Of course, you could use OpenCV for this:

```import cv2
import numpy as np

img = cv2.cvtColor(img,cv2.COLOR_BGR2GRAY).astype(float)

edge_x = cv2.Sobel(img,cv2.CV_64F,1,0,ksize=3)
edge_y = cv2.Sobel(img,cv2.CV_64F,0,1,ksize=3)
edge = np.sqrt(edge_x**2 + edge_y**2)    # image can be normalized to
# fit into 0..255 color space
cv2.imwrite(OUTPUT_IMAGE, edge)
```

Input / Output:

Feature Detectors, Sobel Operator - The sobel operator is very similar to Prewitt operator. After applying vertical mask on the above sample image, following image will be  A common method on how to reduce the noise in the image is to use an averaging filter to smoothen the image, and then apply the Sobel Edge Detection Algorithm again and compare the differences. Below is an example of an average filter (covered in ECE 438 taught by Professor Boutin):

Sobel edge detection technique implementation for image , Sobel operator is utilized as a part of image processing and computer vision, especially within edge detection algorithms where it creates an image emphasizing  image processing kernels including a 2D Fast Fourier Transform (FFT) with high-pass filter for edge detection; local operators for Gaussian image smoothing; and a Sobel filter, Canny edge detection, and Harris corner detection operations. Conventional MPI parallelization is employed in the implementations,

Sobel Operator, Edges in images are areas with strong intensity contrasts; a jump in intensity from one pixel to the next.
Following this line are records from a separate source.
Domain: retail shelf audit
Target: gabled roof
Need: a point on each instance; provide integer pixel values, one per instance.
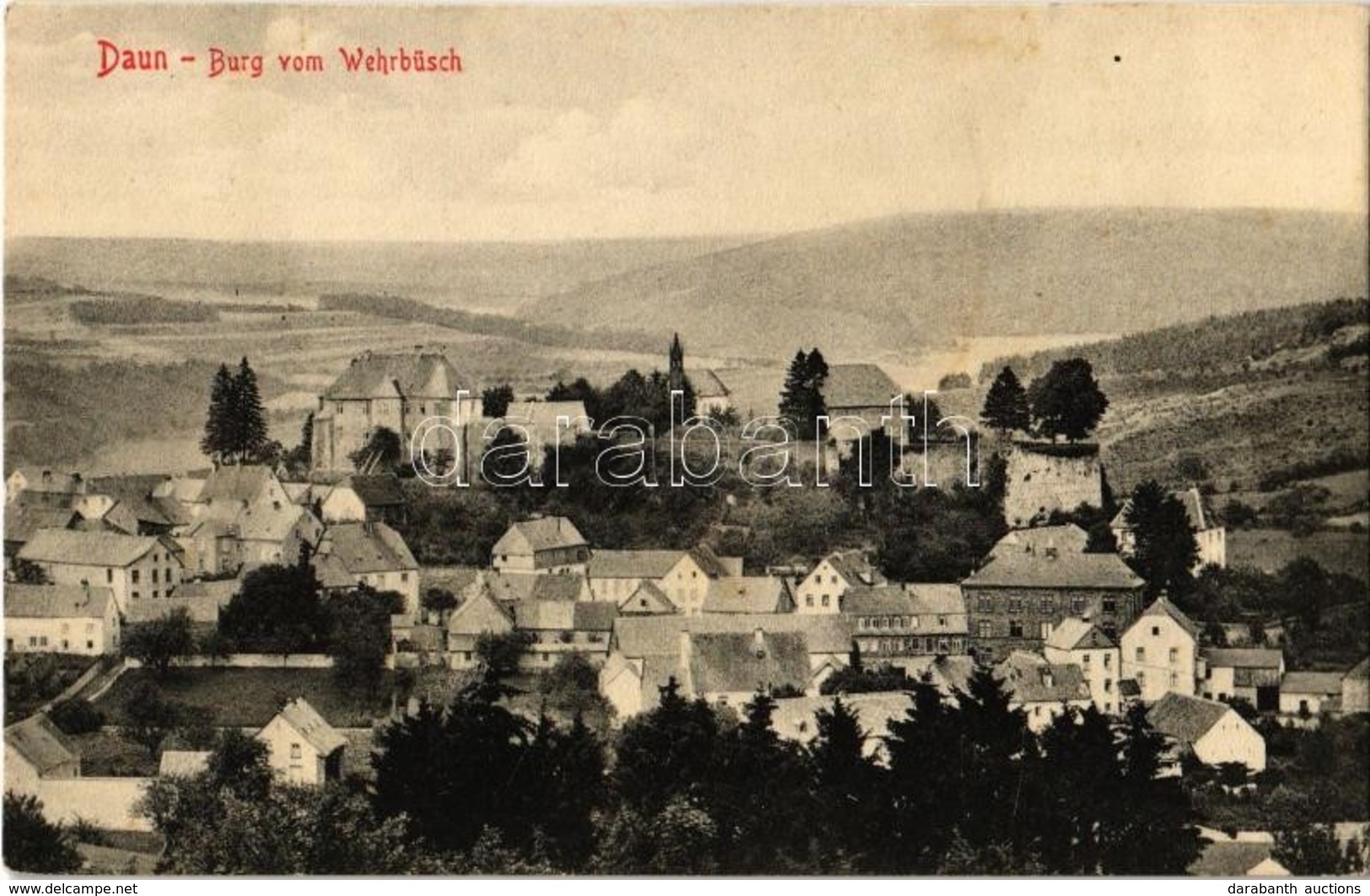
(184, 764)
(1041, 539)
(1029, 679)
(1311, 683)
(732, 662)
(366, 548)
(1078, 635)
(56, 602)
(749, 593)
(1104, 571)
(858, 387)
(646, 599)
(87, 548)
(376, 491)
(480, 613)
(236, 482)
(1162, 607)
(657, 636)
(633, 563)
(1184, 718)
(544, 534)
(22, 523)
(414, 376)
(1243, 657)
(40, 743)
(311, 727)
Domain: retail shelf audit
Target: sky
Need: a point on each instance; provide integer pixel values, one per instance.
(650, 122)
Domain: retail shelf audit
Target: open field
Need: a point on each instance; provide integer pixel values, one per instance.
(1269, 550)
(248, 698)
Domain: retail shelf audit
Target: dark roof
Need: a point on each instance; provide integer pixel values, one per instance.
(39, 740)
(732, 662)
(1185, 718)
(368, 548)
(429, 376)
(376, 491)
(1063, 570)
(1243, 657)
(1029, 679)
(56, 602)
(858, 387)
(87, 548)
(21, 523)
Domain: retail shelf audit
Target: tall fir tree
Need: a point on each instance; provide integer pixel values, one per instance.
(1006, 405)
(250, 414)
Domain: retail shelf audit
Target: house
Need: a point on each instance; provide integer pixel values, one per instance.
(822, 589)
(1083, 644)
(1355, 687)
(1045, 477)
(276, 534)
(365, 499)
(1310, 694)
(1251, 674)
(1069, 539)
(648, 599)
(61, 620)
(1017, 599)
(22, 523)
(647, 651)
(368, 554)
(1161, 651)
(544, 545)
(302, 747)
(1041, 689)
(1212, 732)
(1210, 536)
(33, 749)
(182, 764)
(395, 392)
(478, 614)
(1232, 858)
(561, 626)
(749, 593)
(712, 394)
(894, 624)
(795, 718)
(43, 486)
(135, 567)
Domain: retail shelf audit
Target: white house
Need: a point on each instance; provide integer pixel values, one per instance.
(1041, 689)
(1159, 651)
(1083, 644)
(545, 545)
(133, 567)
(61, 620)
(1210, 536)
(36, 749)
(1212, 731)
(821, 592)
(302, 747)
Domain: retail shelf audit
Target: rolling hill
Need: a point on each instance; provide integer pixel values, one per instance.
(896, 284)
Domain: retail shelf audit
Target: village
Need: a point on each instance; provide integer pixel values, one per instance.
(159, 578)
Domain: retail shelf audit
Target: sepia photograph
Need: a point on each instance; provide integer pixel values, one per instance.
(787, 442)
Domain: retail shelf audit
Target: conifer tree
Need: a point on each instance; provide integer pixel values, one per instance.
(1006, 403)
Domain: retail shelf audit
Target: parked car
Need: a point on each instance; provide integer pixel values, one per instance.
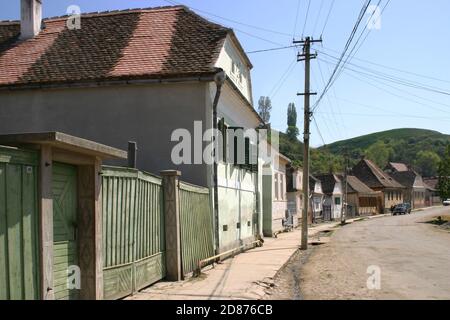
(404, 208)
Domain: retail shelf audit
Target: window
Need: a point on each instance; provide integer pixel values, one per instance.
(236, 70)
(275, 181)
(224, 147)
(337, 201)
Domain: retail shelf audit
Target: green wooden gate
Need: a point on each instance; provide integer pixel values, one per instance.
(65, 252)
(19, 259)
(197, 239)
(133, 231)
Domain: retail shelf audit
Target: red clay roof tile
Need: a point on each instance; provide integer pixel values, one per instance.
(142, 43)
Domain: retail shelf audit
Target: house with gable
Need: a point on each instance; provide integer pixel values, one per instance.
(332, 188)
(376, 179)
(139, 75)
(416, 189)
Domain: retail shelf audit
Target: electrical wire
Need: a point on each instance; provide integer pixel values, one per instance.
(328, 18)
(306, 18)
(347, 46)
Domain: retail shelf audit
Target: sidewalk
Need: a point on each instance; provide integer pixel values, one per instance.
(246, 276)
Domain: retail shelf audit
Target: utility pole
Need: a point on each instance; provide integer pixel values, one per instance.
(345, 196)
(306, 56)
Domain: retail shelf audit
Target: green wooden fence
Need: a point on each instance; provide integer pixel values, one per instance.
(19, 258)
(133, 231)
(197, 239)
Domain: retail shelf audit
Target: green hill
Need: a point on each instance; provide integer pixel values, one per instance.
(411, 136)
(422, 149)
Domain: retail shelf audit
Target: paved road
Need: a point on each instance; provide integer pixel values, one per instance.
(413, 257)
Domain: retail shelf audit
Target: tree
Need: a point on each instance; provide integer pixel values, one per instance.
(427, 163)
(292, 131)
(379, 153)
(264, 108)
(444, 175)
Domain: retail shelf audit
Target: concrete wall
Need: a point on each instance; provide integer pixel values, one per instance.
(230, 55)
(240, 215)
(392, 198)
(114, 115)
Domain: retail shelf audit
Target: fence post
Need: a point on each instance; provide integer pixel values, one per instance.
(172, 224)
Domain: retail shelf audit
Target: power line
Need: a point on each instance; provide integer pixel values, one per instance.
(391, 111)
(271, 49)
(388, 67)
(296, 18)
(350, 56)
(399, 81)
(318, 16)
(306, 18)
(347, 46)
(328, 17)
(283, 79)
(318, 130)
(397, 95)
(395, 79)
(329, 101)
(231, 20)
(387, 116)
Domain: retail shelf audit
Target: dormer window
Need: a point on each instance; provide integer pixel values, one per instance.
(237, 71)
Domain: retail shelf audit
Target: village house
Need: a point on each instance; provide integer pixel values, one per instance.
(275, 196)
(332, 188)
(432, 197)
(361, 200)
(294, 187)
(416, 190)
(316, 199)
(295, 196)
(378, 180)
(138, 75)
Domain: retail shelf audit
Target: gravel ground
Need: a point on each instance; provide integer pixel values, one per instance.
(413, 257)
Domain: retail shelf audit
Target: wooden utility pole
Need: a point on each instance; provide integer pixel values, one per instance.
(345, 196)
(306, 56)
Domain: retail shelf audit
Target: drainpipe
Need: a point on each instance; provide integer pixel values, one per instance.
(219, 79)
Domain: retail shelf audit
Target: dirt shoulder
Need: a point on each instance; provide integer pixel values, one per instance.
(413, 259)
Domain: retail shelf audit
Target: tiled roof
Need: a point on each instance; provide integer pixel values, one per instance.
(399, 167)
(373, 176)
(354, 185)
(134, 44)
(312, 183)
(406, 178)
(328, 182)
(432, 183)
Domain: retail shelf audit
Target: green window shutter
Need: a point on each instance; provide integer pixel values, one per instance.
(247, 153)
(225, 144)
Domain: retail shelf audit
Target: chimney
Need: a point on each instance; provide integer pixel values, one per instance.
(31, 18)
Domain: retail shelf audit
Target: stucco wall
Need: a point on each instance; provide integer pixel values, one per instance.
(113, 115)
(237, 188)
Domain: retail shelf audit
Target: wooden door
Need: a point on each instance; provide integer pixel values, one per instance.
(19, 258)
(65, 251)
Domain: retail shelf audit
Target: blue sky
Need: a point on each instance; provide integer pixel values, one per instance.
(413, 38)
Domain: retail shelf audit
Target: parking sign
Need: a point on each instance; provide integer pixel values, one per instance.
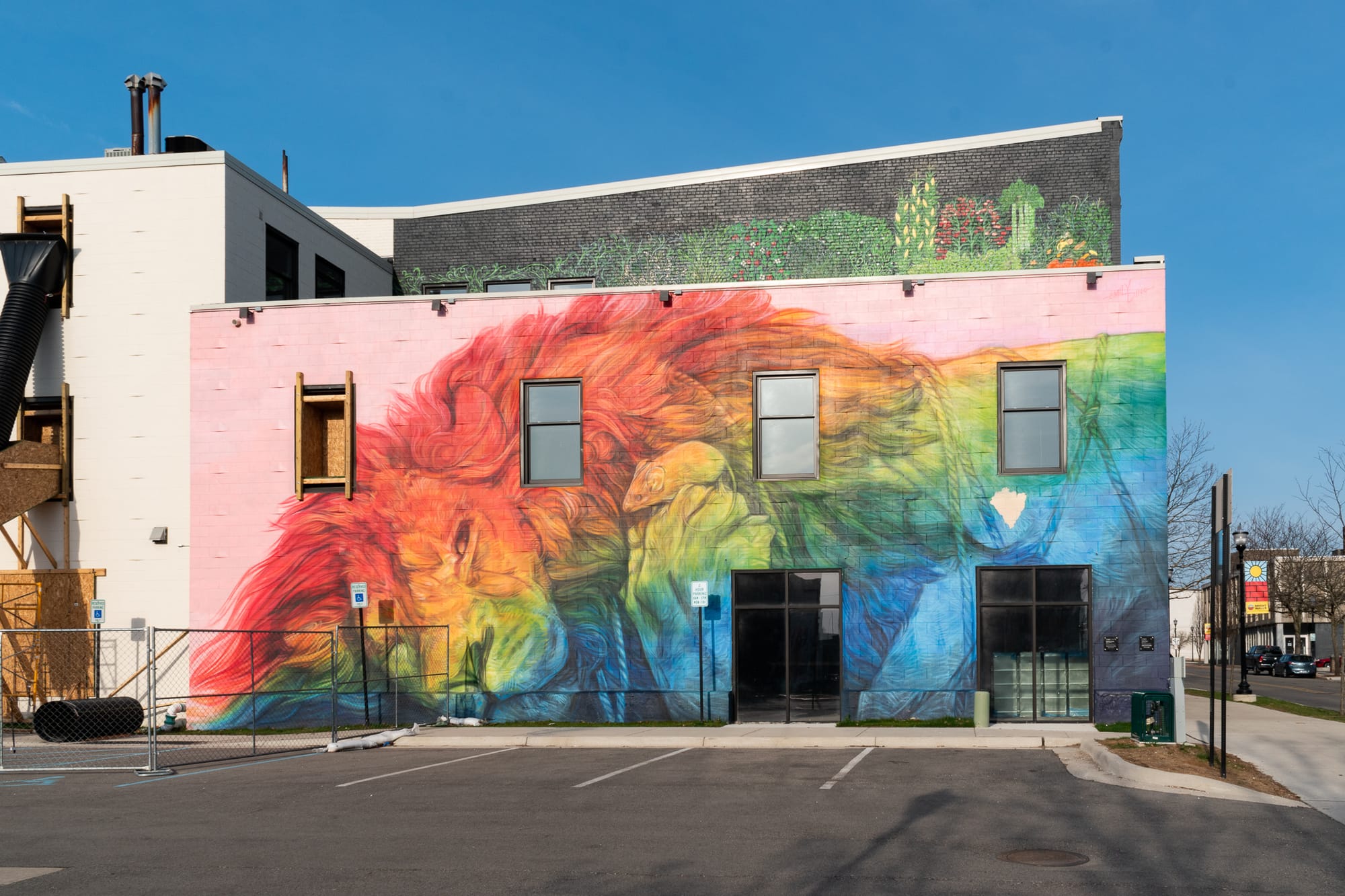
(700, 594)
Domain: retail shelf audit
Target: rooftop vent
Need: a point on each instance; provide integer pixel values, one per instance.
(186, 143)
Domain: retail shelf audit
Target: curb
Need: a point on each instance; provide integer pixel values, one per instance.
(654, 739)
(1165, 780)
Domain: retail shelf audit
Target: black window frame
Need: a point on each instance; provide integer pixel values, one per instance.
(1007, 366)
(1032, 604)
(525, 428)
(758, 377)
(326, 270)
(291, 248)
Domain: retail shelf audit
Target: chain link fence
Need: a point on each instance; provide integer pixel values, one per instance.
(391, 676)
(75, 700)
(155, 698)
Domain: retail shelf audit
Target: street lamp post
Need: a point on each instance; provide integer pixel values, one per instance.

The process of edge detection significantly reduces the amount of data and filters out We will look at two examples of the gradient method, Sobel and The result of applying it to a pixel on an edge is a vector that points. The sobel operator is very similar to Prewitt operator. It is also a derivate mask and is used for edge detection. Like Prewitt operator sobel operator is also used to detect two kinds of edges in an image: The major difference is that in sobel operator the coefficients of masks are not fixed and they can be adjusted according to our

[PDF] Implementation of Sobel Edge Detection using MATLAB , FPGAs' implementations for edge detection cover implementations based in Sobel operator [685] [686][687][688][689], Canny algorithm [690][691][692], applications for real time processing [693][694

• @azer89 I doubt whether simple multiplication of `image` and `kernelx` will work, since we require convolution, right?